Manager Development Has Topped HR Priorities for Three Years. The Failure Rate Has Not Moved.

Manager development has been named the top human resources priority for three consecutive years. The first-time manager failure rate has not moved.

The investment is happening. The outcome is not. That gap is the most important signal in leadership development right now, and it deserves a more rigorous response than another program redesign.

The investment story is real. The outcome story is not.

The global leadership development market reached $112.98 billion in 2026 and is growing at a compound annual rate of 10.3 percent. Hult Ashridge’s 2026 L&D Trends report and the Training Industry 2026 outlook both name middle manager development as the top HR priority for the third year running. Sixty-three percent of L&D leaders expect their budgets to remain stable or increase. The mandate is not in question.

And yet the failure rate is what it has been for a decade. Roughly 60 percent of first-time managers either step out of the role or are removed within 24 months. Manager engagement has dropped from 30 percent to 27 percent, according to Gallup’s most recent measurement. DDI’s 2026 Global Leadership Forecast reports that 71 percent of leaders are operating with elevated stress and 40 percent are considering leaving their roles. Manager workload has increased 51 percent over the past five years.

If a category is the top HR priority for three consecutive years and the outcome metric is unchanged, the conclusion is not that the work is too hard. The conclusion is that the design is wrong.

What the design is actually missing

The structural pattern is consistent across organizations:

  • Selection for the manager role remains based on individual contributor performance. Development is rarely engineered to address the specific gap between high IC performance and effective management. The two are not adjacent skill sets.
  • Sixty percent of first-time managers receive no formal development during the first 90 days of the transition. The window with the highest leverage is the window with the least support.
  • Development is event-anchored rather than role-anchored. A week-long intensive, an annual offsite, a quarterly cohort. The work of managing happens daily. The development cadence rarely matches it.
  • Accountability for first-time manager development is delegated to HR rather than sponsored by senior leadership. When the senior team does not own the outcome, the program rarely produces compounding returns.

Manager development is infrastructure, not a program category

The organizations producing different results in 2026 share three structural characteristics.

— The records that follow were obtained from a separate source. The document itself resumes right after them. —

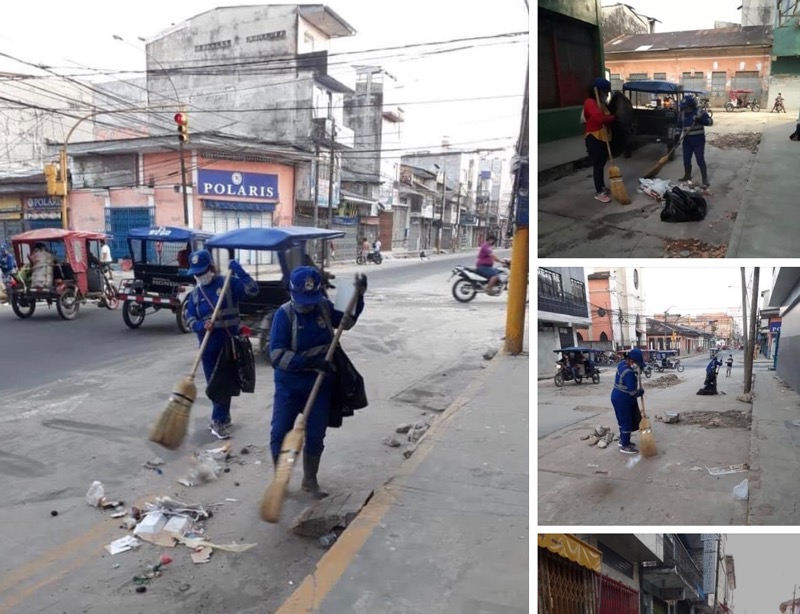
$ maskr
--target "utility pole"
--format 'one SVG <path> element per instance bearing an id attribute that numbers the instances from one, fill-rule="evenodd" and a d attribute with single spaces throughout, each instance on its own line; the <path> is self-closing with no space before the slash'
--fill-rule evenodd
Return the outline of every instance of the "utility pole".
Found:
<path id="1" fill-rule="evenodd" d="M 178 141 L 181 157 L 181 192 L 183 193 L 183 225 L 189 227 L 189 194 L 186 191 L 186 161 L 183 159 L 183 140 Z"/>
<path id="2" fill-rule="evenodd" d="M 447 202 L 447 171 L 444 168 L 444 158 L 442 158 L 442 209 L 439 211 L 439 231 L 436 233 L 436 253 L 442 253 L 442 235 L 444 232 L 444 207 Z"/>
<path id="3" fill-rule="evenodd" d="M 758 278 L 761 269 L 755 267 L 753 269 L 753 300 L 750 304 L 750 344 L 745 346 L 747 354 L 744 357 L 744 392 L 747 394 L 753 389 L 753 354 L 755 353 L 756 346 L 756 330 L 758 318 L 756 317 L 756 309 L 758 306 Z"/>
<path id="4" fill-rule="evenodd" d="M 745 279 L 744 267 L 742 271 L 742 345 L 744 351 L 747 351 L 747 279 Z"/>
<path id="5" fill-rule="evenodd" d="M 334 149 L 333 144 L 336 142 L 336 118 L 331 117 L 331 158 L 329 162 L 328 168 L 328 218 L 326 220 L 325 227 L 330 230 L 331 222 L 333 221 L 333 169 L 336 164 L 336 159 L 334 157 Z M 322 263 L 325 266 L 325 262 L 328 260 L 328 242 L 322 242 Z"/>
<path id="6" fill-rule="evenodd" d="M 717 614 L 717 591 L 719 589 L 719 559 L 720 546 L 722 545 L 722 535 L 717 535 L 717 558 L 714 561 L 714 614 Z"/>
<path id="7" fill-rule="evenodd" d="M 452 216 L 451 216 L 452 218 Z M 456 227 L 455 239 L 453 239 L 453 252 L 461 249 L 461 182 L 458 182 L 458 197 L 456 198 Z M 453 233 L 450 233 L 451 235 Z"/>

The first is that they treat manager development as a function of the leadership pipeline rather than an L&D product. The metric that matters is not training completion. It is the percentage of newly promoted managers who are still in the role and producing measurable team outcomes 24 months later. Every design decision is held against that number.

The second is that they engineer the first 90 days as the critical design window. Embedded peer cohorts, direct manager observation, real-time decision support, dedicated coaching, and clear development metrics built into the manager’s first quarter. The investment is concentrated where the volatility is highest.

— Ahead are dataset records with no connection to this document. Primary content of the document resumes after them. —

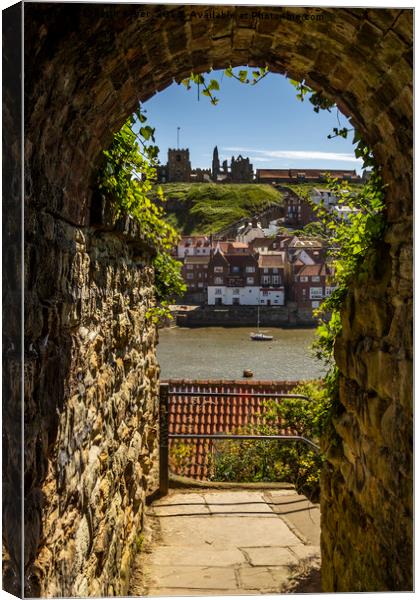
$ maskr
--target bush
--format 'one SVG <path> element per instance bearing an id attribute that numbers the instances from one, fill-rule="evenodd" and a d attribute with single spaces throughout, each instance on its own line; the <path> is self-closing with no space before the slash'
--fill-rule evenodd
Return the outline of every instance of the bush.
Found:
<path id="1" fill-rule="evenodd" d="M 318 442 L 329 422 L 331 400 L 321 382 L 297 386 L 294 394 L 308 397 L 283 398 L 264 403 L 262 423 L 235 433 L 275 435 L 281 428 Z M 303 442 L 277 440 L 226 440 L 215 444 L 214 481 L 287 481 L 311 500 L 319 499 L 323 456 Z"/>

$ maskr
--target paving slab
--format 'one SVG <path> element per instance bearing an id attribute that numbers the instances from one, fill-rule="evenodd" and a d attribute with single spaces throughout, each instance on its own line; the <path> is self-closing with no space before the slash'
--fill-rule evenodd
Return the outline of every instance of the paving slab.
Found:
<path id="1" fill-rule="evenodd" d="M 234 569 L 230 567 L 159 566 L 151 583 L 168 588 L 191 590 L 229 590 L 236 587 Z"/>
<path id="2" fill-rule="evenodd" d="M 223 593 L 221 593 L 223 592 Z M 231 590 L 218 590 L 208 588 L 205 590 L 205 594 L 201 590 L 192 590 L 190 588 L 149 588 L 147 591 L 148 596 L 256 596 L 260 594 L 257 590 L 240 590 L 237 587 Z"/>
<path id="3" fill-rule="evenodd" d="M 274 513 L 308 544 L 320 544 L 321 512 L 318 504 L 299 494 L 285 495 L 282 490 L 264 492 L 264 499 Z"/>
<path id="4" fill-rule="evenodd" d="M 156 566 L 234 567 L 243 561 L 244 554 L 239 548 L 213 548 L 208 544 L 157 546 L 153 550 L 153 564 Z"/>
<path id="5" fill-rule="evenodd" d="M 287 567 L 250 567 L 237 569 L 240 587 L 243 590 L 259 590 L 260 592 L 278 592 L 290 575 Z"/>
<path id="6" fill-rule="evenodd" d="M 291 546 L 290 550 L 297 556 L 299 560 L 306 558 L 319 558 L 321 556 L 321 550 L 319 546 L 303 546 L 302 544 L 297 544 L 296 546 Z"/>
<path id="7" fill-rule="evenodd" d="M 194 493 L 166 496 L 154 504 L 153 510 L 160 517 L 210 514 L 203 496 Z"/>
<path id="8" fill-rule="evenodd" d="M 260 492 L 205 492 L 204 500 L 212 515 L 261 515 L 273 516 Z"/>
<path id="9" fill-rule="evenodd" d="M 241 548 L 241 550 L 253 567 L 287 566 L 294 565 L 299 561 L 297 555 L 290 548 L 283 546 L 248 547 Z"/>
<path id="10" fill-rule="evenodd" d="M 299 561 L 319 556 L 283 515 L 304 506 L 292 490 L 172 491 L 149 507 L 154 536 L 136 563 L 136 595 L 280 593 Z"/>
<path id="11" fill-rule="evenodd" d="M 186 527 L 186 522 L 190 523 Z M 271 517 L 216 516 L 160 518 L 165 544 L 186 546 L 211 544 L 213 547 L 294 546 L 299 538 L 276 515 Z"/>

The third is that accountability sits with senior leadership. The CEO and executive team can name the managers in transition and the specific risks each is navigating. Sponsorship of the development structure is an executive function, not an HR program output. When senior leaders treat manager development as their accountability, organizational behavior aligns. When they do not, it does not.

The implication for L&D buyers

For L&D leaders evaluating their 2026 manager development investment, the question is no longer whether to invest. The question is whether the design is engineered to actually move the failure rate.

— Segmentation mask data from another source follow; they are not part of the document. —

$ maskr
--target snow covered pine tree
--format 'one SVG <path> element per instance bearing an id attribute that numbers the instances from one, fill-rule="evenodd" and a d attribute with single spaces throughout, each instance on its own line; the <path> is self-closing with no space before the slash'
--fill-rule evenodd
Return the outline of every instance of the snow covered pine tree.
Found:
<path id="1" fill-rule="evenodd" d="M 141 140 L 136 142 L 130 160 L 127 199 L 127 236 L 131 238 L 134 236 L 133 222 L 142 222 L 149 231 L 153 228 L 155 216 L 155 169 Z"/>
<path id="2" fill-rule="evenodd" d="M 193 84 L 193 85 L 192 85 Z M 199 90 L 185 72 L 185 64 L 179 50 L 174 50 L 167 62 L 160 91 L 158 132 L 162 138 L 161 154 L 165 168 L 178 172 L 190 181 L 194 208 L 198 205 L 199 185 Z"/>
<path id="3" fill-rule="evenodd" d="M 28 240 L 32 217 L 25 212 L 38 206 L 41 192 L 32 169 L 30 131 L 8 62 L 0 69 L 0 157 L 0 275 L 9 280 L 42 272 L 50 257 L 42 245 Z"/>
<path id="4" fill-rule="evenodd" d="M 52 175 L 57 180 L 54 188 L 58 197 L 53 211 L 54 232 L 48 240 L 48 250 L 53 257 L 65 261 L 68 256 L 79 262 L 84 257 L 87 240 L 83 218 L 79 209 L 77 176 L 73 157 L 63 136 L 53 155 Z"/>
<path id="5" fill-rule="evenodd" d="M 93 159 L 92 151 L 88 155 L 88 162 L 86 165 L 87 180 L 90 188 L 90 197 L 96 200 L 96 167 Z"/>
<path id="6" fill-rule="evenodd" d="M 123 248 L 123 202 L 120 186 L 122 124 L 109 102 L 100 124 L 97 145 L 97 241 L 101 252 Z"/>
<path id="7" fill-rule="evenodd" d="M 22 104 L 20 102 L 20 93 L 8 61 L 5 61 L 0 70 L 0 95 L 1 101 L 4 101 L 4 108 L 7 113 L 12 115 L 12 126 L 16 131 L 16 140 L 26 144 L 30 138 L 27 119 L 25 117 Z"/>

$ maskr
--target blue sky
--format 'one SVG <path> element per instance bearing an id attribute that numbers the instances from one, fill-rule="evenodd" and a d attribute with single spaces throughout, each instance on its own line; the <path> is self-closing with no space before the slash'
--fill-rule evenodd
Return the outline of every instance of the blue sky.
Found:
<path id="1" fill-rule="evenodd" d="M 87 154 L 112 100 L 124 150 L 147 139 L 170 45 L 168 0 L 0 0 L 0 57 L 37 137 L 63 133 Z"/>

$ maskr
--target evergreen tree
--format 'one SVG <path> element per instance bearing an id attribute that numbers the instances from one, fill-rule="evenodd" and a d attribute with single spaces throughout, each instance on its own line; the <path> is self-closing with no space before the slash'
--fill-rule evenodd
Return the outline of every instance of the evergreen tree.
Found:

Three diagnostic questions clarify the gap quickly:

  • Can your senior leadership team name the new managers in transition right now and articulate the specific risks each is navigating? If not, accountability is delegated and outcomes will not compound.
  • Is the development structure concentrated in the first 90 days, or distributed across an annual training calendar? The location of the investment matters more than the volume.
  • Is development embedded in how managers actually do the job, or adjacent to it? Cohort, coaching, and direct manager engagement embedded in the work produce a different outcome than classroom time alone.

The pipeline is the product

Leadership development is not a category inside the L&D budget. It is the scaffolding of the leadership pipeline. The organizations holding their senior talent through the next decade are the ones treating manager development as infrastructure, not a course catalog.

The investment is happening. The outcome is not. The organizations that close that gap in 2026 will be the ones that recognized this is a design problem, not an effort problem, and rebuilt the structure accordingly.